Election au suffrage universel

Il s’agit d’un fait rare en Afrique, excepté en Afrique du Sud, voire au Sénégal. Les autres pays essaient tant bien que mal de convaincre que leurs élections sont démocratiques. La question d’ailleurs n’est pas là. Il s’agit de voir où va (l’ex-Zaïre) la RDC, République démocratique du Congo.

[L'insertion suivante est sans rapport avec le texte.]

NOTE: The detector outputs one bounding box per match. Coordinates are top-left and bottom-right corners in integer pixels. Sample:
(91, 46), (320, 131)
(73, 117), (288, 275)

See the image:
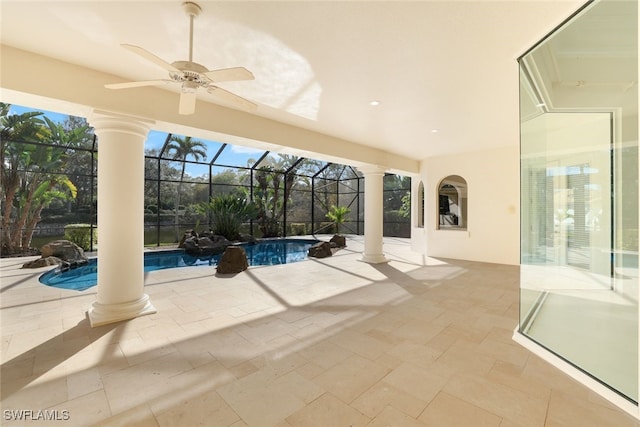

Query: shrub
(199, 194), (258, 240)
(290, 222), (307, 236)
(64, 224), (98, 250)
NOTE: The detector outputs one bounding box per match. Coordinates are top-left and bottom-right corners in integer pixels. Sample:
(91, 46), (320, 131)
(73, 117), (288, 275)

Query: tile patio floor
(0, 236), (640, 427)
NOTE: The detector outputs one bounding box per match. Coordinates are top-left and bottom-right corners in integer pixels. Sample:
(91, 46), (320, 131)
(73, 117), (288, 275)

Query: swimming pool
(39, 239), (318, 291)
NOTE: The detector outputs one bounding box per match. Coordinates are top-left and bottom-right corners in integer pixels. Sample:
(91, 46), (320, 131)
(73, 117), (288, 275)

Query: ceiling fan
(105, 1), (257, 115)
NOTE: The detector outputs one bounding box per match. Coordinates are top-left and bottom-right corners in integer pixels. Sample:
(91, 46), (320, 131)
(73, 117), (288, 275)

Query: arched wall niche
(437, 175), (468, 230)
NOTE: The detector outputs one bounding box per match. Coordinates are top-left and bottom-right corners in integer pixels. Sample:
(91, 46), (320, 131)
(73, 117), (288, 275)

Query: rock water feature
(22, 240), (89, 270)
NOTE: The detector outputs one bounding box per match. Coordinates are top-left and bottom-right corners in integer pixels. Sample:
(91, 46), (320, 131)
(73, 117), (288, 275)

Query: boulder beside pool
(308, 242), (333, 258)
(216, 246), (249, 274)
(22, 240), (88, 269)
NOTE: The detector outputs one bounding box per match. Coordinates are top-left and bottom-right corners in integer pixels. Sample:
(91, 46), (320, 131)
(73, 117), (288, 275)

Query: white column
(358, 166), (387, 264)
(88, 111), (156, 327)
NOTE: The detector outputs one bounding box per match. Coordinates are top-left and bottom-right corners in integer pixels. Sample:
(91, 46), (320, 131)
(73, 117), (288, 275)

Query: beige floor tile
(351, 381), (427, 418)
(443, 373), (548, 427)
(51, 390), (111, 427)
(418, 392), (502, 427)
(545, 390), (640, 427)
(218, 369), (324, 427)
(156, 390), (240, 427)
(313, 355), (389, 403)
(67, 368), (102, 399)
(0, 237), (637, 427)
(286, 393), (370, 427)
(383, 363), (447, 403)
(367, 406), (425, 427)
(92, 405), (160, 427)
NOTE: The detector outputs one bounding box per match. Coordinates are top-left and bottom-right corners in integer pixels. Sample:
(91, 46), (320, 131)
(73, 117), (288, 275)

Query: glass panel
(438, 175), (468, 230)
(519, 0), (638, 402)
(214, 145), (264, 167)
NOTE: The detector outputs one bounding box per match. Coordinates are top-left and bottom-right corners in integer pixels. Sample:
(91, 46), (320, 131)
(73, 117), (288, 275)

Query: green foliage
(199, 194), (258, 241)
(0, 103), (92, 253)
(289, 222), (307, 236)
(326, 205), (351, 234)
(64, 224), (98, 250)
(253, 154), (301, 237)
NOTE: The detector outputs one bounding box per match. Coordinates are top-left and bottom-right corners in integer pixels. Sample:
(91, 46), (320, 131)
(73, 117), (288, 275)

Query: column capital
(356, 165), (388, 175)
(88, 110), (155, 138)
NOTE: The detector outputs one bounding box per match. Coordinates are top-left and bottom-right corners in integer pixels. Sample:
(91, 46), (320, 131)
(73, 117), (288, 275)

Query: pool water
(39, 239), (318, 291)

Joseph Kabila est le premier président à avoir été élu au suffrage universel direct en RDC, à l’issue d’un second tour, le 29 octobre, qui l’a opposé à Jean-Pierre Bemba. Joseph Kabila est le premier président de la IIIe République du Congo, il soulève donc de nombreux espoirs parmi les 56 millions de Congolais qui aimeraient enfin pouvoir sortir d’une décennie sinistre et noire. Une guerre civile, qui a duré de 1998 à 2003, a enterré près de quatre millions d’individus et en a déplacé plusieurs milliers. Trois ans d’une transition farfelue a plongé la RDC dans une situation de ruines.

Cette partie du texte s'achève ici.